We also entered into a finder’s agreement with Aspira Capital Consulting LTD, agreeing to pay them a $300,000 retainer fee and a $3.5 million success fee upon the closing of a transaction.
Results of Operations
Since our inception in July 2024, we have not engaged in any operations or generated any revenue. Our only activities have been organizational tasks and those necessary to complete the IPO. We expect to incur increased expenses as a public company and in searching for and completing a business combination.
For the three months ended June 30, 2025, we reported a net loss of $15,459, consisting of $15,750 in formation and operating costs offset by $291 in interest income.
Liquidity and Capital Resources
As of June 30, 2025, we had $7,559 in cash and a working capital deficit of $212,441. Prior to the IPO, our liquidity needs were met through a $25,000 payment from our sponsor for founder shares and $700,000 in unsecured promissory note loans from our sponsor.

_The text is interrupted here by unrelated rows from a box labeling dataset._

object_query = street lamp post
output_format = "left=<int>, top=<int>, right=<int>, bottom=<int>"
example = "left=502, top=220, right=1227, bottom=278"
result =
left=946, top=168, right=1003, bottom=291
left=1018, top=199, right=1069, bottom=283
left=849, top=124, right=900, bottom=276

The net proceeds from the IPO and private placement, totaling $82.8 million, have been placed in a trust account and will be used to fund our initial business combination. We intend to use these funds, along with any additional capital raised, to complete the acquisition.

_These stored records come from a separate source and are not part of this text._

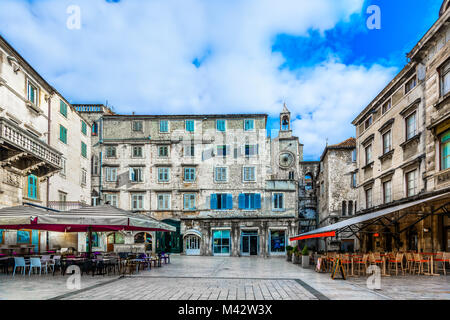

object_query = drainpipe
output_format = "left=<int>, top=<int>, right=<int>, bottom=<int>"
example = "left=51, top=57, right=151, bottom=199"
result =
left=46, top=93, right=53, bottom=207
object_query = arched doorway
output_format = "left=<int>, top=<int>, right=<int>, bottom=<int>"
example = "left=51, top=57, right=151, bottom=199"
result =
left=156, top=219, right=183, bottom=253
left=184, top=229, right=202, bottom=256
left=106, top=232, right=125, bottom=252
left=134, top=232, right=153, bottom=251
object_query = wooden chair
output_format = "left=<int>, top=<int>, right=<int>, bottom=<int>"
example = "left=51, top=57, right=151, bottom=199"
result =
left=434, top=252, right=450, bottom=275
left=412, top=253, right=430, bottom=274
left=388, top=253, right=405, bottom=276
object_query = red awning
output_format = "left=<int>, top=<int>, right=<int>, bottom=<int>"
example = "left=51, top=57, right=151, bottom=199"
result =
left=290, top=231, right=336, bottom=241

However, we have incurred and expect to continue incurring significant costs in pursuit of a business combination. There is no assurance we will be able to complete a transaction within the required timeframe, and our ability to continue as a going concern is uncertain.
Contractual Obligations
Our key contractual obligations include:
- Promissory notes from our sponsor totaling $210,000, which were repaid from IPO proceeds
- An administrative services agreement to pay our sponsor $20,000 per month for office space and support services
- Underwriting fees of 0.71% of IPO gross proceeds ($510,000) and a 4% deferred fee ($3.31 million) payable upon completion of a business combination
- A right of first refusal granted to the IPO underwriter’s representative for certain future transactions
Critical Accounting Policies and Recent Accounting Standards
We have not identified any critical accounting policies or estimates. We have adopted recent accounting standards related to segment reporting and income tax disclosures, but they did not have a material impact on our financial statements.
Conclusion
As a newly formed SPAC, we have not yet commenced operations or generated any revenue. Our focus is on identifying and completing a suitable business combination within the required timeframe. However, we face significant costs and uncertainty in achieving this goal, which raises doubts about our ability to continue as a going concern. Our future success will depend on our ability to find and execute a value-enhancing transaction for our shareholders.